1 of 1 people found this helpful
Guess I will start with the fans, but applies to both.
Check the SEL (System even Log) using the SELVIEW tool http://downloadcenter.intel.com/Detail_Desc.aspx?agr=Y&DwnldID=17933&lang=eng
any event thay would cause the fans to run fast, should have logged an error.
Memory errors should also be getting logged. ( 12 x 2g DIMMs should be fine)
Look for anything under Critical.
Next I would go into BIOS set-up (F2) and restore the defaults F9
Then arrow over to Server Management and set the Resume on AC loss to Reset.
F10 to exit.
After the system finishes the POST on the reset remove the AC and add all your memory back in. Power up and confirm it still fails.
AC off again and disconnect any non critical connections to the mother board.
Primarily front panel, Power supply Aux Power connector and HDD hot swap bay. Then re-apply AC (system should start up by it self sence we set the reset on AC fail in BIOS) -- ( I am looking for possiable I2C bus conflect between the mother board DIMMS and trhe chassis.)
Thats about as deep as I should go without the SEL logs since I may already be heading down the wrong path.
Doc_SilverCreek, first of all thanks for you quick answer!
Concerning the fans:
SELVIEW seems to freeze at loading the IPMI drivers when starting through the EFI shell.
Works fine when using the linux version through Knoppix.
Unfortunately except chassis intrusion warnings there aren't any (recent) critical events that might lead us/me to the fan problem.
Considering the fact of the full blowing fans and the freezing SELVIEW in EFI, may it be a broken firmware?
I ran through the fan and chassis configuration, although it warned me because of the missing front temp. sensor (only on Intel chassis?) and missing front panel etc. It told me temp. measuring and therefore fan control might not work correctly - it did before "my" update.
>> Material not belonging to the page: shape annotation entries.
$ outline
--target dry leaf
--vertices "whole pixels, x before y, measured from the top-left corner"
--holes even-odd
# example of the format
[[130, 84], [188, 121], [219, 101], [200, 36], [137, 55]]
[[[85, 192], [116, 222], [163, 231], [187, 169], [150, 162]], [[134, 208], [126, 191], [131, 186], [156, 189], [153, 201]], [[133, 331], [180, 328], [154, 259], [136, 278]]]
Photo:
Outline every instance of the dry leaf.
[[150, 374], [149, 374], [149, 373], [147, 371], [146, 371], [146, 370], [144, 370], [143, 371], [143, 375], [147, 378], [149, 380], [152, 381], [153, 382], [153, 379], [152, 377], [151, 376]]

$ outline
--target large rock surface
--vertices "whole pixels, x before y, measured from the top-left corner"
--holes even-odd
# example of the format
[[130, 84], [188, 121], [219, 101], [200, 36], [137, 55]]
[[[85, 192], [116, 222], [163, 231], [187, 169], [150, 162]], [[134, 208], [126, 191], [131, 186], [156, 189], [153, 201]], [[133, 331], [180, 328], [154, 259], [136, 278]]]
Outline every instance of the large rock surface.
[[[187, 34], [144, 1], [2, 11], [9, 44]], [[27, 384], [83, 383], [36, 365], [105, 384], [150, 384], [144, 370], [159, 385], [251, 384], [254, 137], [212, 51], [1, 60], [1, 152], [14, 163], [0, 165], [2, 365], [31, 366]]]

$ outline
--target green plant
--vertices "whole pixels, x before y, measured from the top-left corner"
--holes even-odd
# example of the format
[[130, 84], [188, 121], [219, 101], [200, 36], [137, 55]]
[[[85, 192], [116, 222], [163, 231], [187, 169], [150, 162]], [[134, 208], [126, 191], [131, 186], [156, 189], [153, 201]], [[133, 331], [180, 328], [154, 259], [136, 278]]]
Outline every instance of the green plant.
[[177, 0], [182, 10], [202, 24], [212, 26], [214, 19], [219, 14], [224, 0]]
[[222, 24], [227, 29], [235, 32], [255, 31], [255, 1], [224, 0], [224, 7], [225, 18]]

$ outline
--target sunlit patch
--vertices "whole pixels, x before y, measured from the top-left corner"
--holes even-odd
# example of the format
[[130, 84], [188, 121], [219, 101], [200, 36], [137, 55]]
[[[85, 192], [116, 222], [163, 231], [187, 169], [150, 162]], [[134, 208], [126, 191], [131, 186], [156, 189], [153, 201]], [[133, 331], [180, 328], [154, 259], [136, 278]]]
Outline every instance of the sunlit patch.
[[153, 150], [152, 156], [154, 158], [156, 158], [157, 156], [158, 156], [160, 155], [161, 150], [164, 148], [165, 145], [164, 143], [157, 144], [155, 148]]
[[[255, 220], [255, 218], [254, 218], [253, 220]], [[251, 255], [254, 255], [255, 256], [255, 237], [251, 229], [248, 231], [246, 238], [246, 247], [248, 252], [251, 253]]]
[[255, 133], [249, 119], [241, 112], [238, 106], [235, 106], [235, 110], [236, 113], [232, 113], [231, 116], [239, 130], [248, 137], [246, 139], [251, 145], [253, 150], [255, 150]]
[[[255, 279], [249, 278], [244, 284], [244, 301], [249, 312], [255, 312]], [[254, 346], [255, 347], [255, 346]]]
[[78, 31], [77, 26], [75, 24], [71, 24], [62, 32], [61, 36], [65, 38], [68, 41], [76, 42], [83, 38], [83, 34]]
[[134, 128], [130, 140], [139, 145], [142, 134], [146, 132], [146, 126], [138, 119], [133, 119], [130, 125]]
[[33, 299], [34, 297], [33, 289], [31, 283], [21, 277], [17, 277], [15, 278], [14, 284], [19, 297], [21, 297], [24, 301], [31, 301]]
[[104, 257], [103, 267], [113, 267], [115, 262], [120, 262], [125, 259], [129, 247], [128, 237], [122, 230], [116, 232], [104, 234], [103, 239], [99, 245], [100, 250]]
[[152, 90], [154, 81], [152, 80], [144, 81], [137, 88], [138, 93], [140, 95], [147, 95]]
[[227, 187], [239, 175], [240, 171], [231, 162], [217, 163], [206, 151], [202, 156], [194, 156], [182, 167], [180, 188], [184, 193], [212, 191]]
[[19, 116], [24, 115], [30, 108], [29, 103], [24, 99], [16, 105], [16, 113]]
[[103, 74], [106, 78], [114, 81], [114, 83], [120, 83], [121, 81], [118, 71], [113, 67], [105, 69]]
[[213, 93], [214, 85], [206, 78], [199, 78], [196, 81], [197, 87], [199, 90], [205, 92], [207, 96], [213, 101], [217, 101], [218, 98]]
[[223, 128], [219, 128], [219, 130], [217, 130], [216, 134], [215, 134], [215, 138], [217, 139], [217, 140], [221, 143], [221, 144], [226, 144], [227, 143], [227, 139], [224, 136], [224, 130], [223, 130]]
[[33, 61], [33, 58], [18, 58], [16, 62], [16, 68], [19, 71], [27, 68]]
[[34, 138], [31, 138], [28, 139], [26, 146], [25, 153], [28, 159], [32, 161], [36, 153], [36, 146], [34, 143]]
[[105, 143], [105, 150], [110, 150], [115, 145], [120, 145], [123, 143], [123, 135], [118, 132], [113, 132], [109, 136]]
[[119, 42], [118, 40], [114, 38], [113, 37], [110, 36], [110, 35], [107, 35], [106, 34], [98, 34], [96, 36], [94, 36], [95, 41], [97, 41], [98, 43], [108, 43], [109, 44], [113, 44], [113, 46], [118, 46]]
After updating the firmware it told me to restart the system through the front switch - So I did reset it hard through the front button.
It kept on blowing for a few seconds and turned off then. Didn't come back until I powered it on again - (normal?).
My current settings through System Acoustics and Performance Configuration are:
Set Throttling Mode [Auto]
Altitude [301m - 900m]
Set Fan Profile [Performance]
Fan PWM Offset 0
At least changing Set Fan Profile doesn't have any function (any more! - worked before the update).
That is how I far I came with the memory yet:
1) Set BIOS to defaults (F9) and set Resume on AC loss to Reset.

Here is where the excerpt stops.